12. The medical support device of claim 11, wherein,

the object of observation is a luminal organ,

the plurality of images includes a 1 st image capable of comparing a position of the endoscope within the luminal organ with the plurality of regions, and a 2 nd image capable of distinguishing the observed region from the unobserved region within the luminal organ.

13. The medical support device of claim 11, wherein,

the object of observation is a luminal organ,

the plurality of images includes a 3 rd image capable of distinguishing the observed region from the unobserved region within the luminal organ, and at least one 4 th image capable of distinguishing the observed region from the unobserved region within the luminal organ in more detail than the 3 rd image.

14. The medical support device of claim 13, wherein,

the plurality of images includes, as the 4 th image, a 4 th schematic diagram showing a schematic manner of observing at least one path of the luminal organ and a 5 th schematic diagram showing a manner of schematically expanding the luminal organ.

15. The medical support device of claim 13, wherein,

in the display device, the 3 rd image and the at least one 4 th image are selectively displayed with the 3 rd image as a starting point.

16. The medical support device according to claim 1, wherein,

the processor performs the following processing:

outputting unobserved information capable of specifying that unobserved regions which are unobserved by the endoscope exist in the plurality of regions, in accordance with a 1 st path specified from an upstream side to a downstream side in the insertion direction, when the endoscope inserted into the body is sequentially identified from the 1 st position on the upstream side to the 2 nd position on the downstream side in the insertion direction; and

When the identification is performed sequentially from the 3 rd position on the downstream side to the 4 th position on the upstream side in the insertion direction, the unobserved information is outputted according to the 2 nd route defined from the downstream side to the upstream side in the insertion direction.

17. An endoscope, comprising:

the medical support device of any one of claims 1 to 16; and

An image acquisition device acquires an endoscopic image of the observation target.

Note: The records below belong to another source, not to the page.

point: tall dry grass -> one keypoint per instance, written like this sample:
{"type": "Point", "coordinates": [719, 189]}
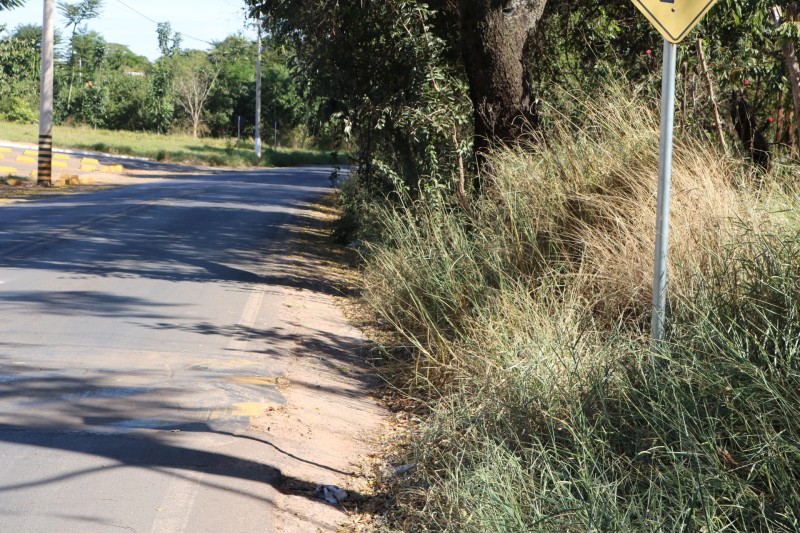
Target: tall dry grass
{"type": "Point", "coordinates": [527, 318]}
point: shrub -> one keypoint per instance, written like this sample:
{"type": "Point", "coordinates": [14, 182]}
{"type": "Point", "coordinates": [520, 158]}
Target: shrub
{"type": "Point", "coordinates": [527, 315]}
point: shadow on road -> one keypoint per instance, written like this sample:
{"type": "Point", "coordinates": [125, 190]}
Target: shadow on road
{"type": "Point", "coordinates": [149, 235]}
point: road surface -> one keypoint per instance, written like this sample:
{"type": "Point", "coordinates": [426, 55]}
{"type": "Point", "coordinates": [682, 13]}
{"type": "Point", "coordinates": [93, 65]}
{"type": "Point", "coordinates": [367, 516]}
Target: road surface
{"type": "Point", "coordinates": [140, 328]}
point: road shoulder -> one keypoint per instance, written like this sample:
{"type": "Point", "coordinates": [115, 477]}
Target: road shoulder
{"type": "Point", "coordinates": [332, 417]}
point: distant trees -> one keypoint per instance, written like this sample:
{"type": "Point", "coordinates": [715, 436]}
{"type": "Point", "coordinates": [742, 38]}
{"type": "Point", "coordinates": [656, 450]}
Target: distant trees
{"type": "Point", "coordinates": [198, 91]}
{"type": "Point", "coordinates": [194, 75]}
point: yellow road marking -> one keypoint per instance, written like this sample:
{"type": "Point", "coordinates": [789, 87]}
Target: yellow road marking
{"type": "Point", "coordinates": [250, 408]}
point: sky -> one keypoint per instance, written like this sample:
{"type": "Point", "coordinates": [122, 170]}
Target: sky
{"type": "Point", "coordinates": [199, 21]}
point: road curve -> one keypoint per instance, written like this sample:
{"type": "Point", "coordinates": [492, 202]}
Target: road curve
{"type": "Point", "coordinates": [140, 327]}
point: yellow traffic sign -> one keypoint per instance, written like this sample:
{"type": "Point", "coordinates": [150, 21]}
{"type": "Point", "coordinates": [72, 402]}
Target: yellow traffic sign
{"type": "Point", "coordinates": [674, 19]}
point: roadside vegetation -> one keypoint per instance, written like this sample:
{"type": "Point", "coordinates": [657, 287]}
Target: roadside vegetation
{"type": "Point", "coordinates": [527, 324]}
{"type": "Point", "coordinates": [507, 233]}
{"type": "Point", "coordinates": [188, 106]}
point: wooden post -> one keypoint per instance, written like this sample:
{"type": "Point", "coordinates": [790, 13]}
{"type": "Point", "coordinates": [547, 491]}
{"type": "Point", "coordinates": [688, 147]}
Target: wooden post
{"type": "Point", "coordinates": [714, 104]}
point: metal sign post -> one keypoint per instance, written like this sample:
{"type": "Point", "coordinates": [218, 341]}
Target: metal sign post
{"type": "Point", "coordinates": [664, 190]}
{"type": "Point", "coordinates": [674, 19]}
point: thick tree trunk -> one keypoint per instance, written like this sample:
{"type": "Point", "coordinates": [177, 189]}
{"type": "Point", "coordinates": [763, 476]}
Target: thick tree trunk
{"type": "Point", "coordinates": [790, 56]}
{"type": "Point", "coordinates": [494, 36]}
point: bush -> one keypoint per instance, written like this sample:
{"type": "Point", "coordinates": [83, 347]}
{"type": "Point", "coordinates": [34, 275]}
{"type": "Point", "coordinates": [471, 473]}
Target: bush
{"type": "Point", "coordinates": [17, 109]}
{"type": "Point", "coordinates": [528, 318]}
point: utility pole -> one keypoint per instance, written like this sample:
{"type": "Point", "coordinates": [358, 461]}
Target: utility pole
{"type": "Point", "coordinates": [45, 172]}
{"type": "Point", "coordinates": [258, 96]}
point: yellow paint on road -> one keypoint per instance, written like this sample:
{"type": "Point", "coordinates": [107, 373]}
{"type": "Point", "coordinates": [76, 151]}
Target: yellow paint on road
{"type": "Point", "coordinates": [251, 408]}
{"type": "Point", "coordinates": [225, 363]}
{"type": "Point", "coordinates": [255, 380]}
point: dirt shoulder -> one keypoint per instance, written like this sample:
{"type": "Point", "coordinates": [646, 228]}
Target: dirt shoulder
{"type": "Point", "coordinates": [333, 418]}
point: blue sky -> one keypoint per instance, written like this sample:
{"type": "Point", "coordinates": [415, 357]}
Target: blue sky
{"type": "Point", "coordinates": [196, 20]}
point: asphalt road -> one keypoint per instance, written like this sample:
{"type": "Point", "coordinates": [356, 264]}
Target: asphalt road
{"type": "Point", "coordinates": [140, 327]}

18. A medical support method, comprising:

Acquiring endoscope-related information related to an endoscope; and

At least one image selected according to the endoscope-related information is displayed on a display device among a plurality of images which are displayed in a different manner in a state in which an observation target observed through the endoscope is divided into a plurality of areas.

19. A storage medium storing a program for causing a computer to execute a process comprising:

acquiring endoscope-related information related to an endoscope; and

At least one image selected according to the endoscope-related information is displayed on a display device among a plurality of images which are displayed in a different manner in a state in which an observation target observed through the endoscope is divided into a plurality of areas.